De Kennisgroep loonheffing algemeen heeft een standpunt ingenomen over het loon van de meestverdienende werknemer in het kader van gebruikelijkloonregeling.
Aanleiding
A en B voeren gezamenlijk het bestuur over en bv. A en B hebben met de bv een arbeidsovereenkomst gesloten en houden ieder 50% van de aandelen in de bv. A geniet een loon van € 230.000 per jaar. B geniet een loon van € 190.000 per jaar. Met uitzondering van de hoogte van het loon zijn de arbeidsovereenkomsten van A en B gelijk. Naast het gezamenlijke bestuur van de bv verrichten A en B geen andere activiteiten.
Er is geen onderzoek gedaan naar de meest vergelijkbare dienstbetrekking; het gebruikelijk loon van B wordt vastgesteld op het loon van de meestverdienende werknemer. De meestverdienende werknemer van de bv zonder aanmerkelijk belang geniet een loon van € 200.000 per jaar.
Vraag
Moet het gebruikelijk loon van een werknemer met een aanmerkelijk belang (hierna: AB-werknemer) worden gesteld op het loon van de meestverdienende andere AB-werknemer in dienst bij de (verbonden) vennootschap?
Antwoord
Ja. Het gebruikelijk loon moet in casu in beginsel worden gesteld op het loon van de werknemer met het hoogste loon in de zin van artikel 12a, eerste lid, onderdeel b, van de Wet op de loonbelasting 1964 (hierna: Wet LB 1964). Het is hierbij niet van belang of deze werknemer wel of geen aanmerkelijk belang heeft.

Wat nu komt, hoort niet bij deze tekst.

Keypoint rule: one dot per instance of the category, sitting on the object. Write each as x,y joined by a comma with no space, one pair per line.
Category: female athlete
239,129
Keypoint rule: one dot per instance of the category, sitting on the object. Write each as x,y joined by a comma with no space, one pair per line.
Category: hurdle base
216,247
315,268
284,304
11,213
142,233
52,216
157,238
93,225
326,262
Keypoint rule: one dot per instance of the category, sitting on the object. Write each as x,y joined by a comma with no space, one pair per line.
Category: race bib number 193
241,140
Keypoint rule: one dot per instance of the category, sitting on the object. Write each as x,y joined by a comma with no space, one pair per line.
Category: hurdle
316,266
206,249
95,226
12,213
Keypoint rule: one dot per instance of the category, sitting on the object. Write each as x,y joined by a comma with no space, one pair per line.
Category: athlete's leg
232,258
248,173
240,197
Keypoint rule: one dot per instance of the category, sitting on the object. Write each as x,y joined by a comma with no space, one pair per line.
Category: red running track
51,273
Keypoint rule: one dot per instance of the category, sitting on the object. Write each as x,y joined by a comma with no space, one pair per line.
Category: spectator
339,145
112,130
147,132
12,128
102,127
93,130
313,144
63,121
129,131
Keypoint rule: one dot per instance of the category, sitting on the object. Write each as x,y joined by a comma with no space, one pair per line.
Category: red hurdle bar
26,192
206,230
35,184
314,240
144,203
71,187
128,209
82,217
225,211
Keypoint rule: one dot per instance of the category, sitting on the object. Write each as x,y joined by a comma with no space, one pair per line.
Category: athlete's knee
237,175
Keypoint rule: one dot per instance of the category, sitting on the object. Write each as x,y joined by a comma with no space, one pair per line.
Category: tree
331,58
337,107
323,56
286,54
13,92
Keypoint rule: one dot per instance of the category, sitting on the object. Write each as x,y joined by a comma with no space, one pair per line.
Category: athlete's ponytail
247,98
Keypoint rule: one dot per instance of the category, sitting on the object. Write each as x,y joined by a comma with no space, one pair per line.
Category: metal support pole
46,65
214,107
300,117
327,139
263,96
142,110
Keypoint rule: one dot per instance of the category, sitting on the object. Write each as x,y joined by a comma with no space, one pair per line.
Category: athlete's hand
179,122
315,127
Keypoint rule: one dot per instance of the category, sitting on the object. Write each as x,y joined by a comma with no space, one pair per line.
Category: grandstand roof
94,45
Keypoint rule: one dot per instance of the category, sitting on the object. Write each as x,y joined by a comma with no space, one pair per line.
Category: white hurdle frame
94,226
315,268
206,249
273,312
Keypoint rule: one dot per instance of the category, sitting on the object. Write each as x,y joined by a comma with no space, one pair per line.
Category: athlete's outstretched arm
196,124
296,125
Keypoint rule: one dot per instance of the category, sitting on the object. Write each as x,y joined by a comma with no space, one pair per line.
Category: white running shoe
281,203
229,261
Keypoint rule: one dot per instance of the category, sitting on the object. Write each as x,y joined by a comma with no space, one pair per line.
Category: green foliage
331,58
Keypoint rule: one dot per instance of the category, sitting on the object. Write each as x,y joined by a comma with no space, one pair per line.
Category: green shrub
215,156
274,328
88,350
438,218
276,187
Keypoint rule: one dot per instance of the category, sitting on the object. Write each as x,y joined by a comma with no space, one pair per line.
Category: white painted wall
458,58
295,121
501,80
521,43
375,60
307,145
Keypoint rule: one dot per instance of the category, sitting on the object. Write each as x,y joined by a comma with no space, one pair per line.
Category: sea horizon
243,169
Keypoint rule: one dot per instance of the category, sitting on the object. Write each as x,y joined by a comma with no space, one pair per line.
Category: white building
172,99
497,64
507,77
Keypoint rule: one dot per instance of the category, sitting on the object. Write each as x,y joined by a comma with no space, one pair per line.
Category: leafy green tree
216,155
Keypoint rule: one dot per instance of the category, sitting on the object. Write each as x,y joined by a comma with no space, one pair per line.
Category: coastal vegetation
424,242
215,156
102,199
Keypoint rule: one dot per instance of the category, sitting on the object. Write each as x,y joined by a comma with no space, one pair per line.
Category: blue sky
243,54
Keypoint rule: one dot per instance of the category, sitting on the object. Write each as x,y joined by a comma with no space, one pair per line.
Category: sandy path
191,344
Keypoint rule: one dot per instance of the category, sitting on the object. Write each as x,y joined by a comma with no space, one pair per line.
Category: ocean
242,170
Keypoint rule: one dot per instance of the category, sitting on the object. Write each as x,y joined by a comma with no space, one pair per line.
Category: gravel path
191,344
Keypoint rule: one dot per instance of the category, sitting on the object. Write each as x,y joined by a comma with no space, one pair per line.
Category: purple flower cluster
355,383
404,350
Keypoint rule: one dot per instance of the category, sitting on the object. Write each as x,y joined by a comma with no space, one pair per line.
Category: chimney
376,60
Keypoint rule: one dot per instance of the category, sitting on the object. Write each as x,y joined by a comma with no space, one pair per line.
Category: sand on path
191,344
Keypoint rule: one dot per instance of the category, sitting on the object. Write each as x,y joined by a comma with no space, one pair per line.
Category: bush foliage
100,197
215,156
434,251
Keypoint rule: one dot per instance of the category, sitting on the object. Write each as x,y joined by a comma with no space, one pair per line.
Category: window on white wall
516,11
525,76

Het gebruikelijk loon van B bedraagt derhalve in beginsel € 230.000. B heeft echter de mogelijkheid om met toepassing van de tegenbewijsregeling van artikel 12a, tweede lid, Wet LB 1964 aannemelijk te maken dat het gebruikelijk loon moet worden gesteld op het loon van een werknemer met de meest vergelijkbare dienstbetrekking waarbij een aanmerkelijk belang geen rol speelt.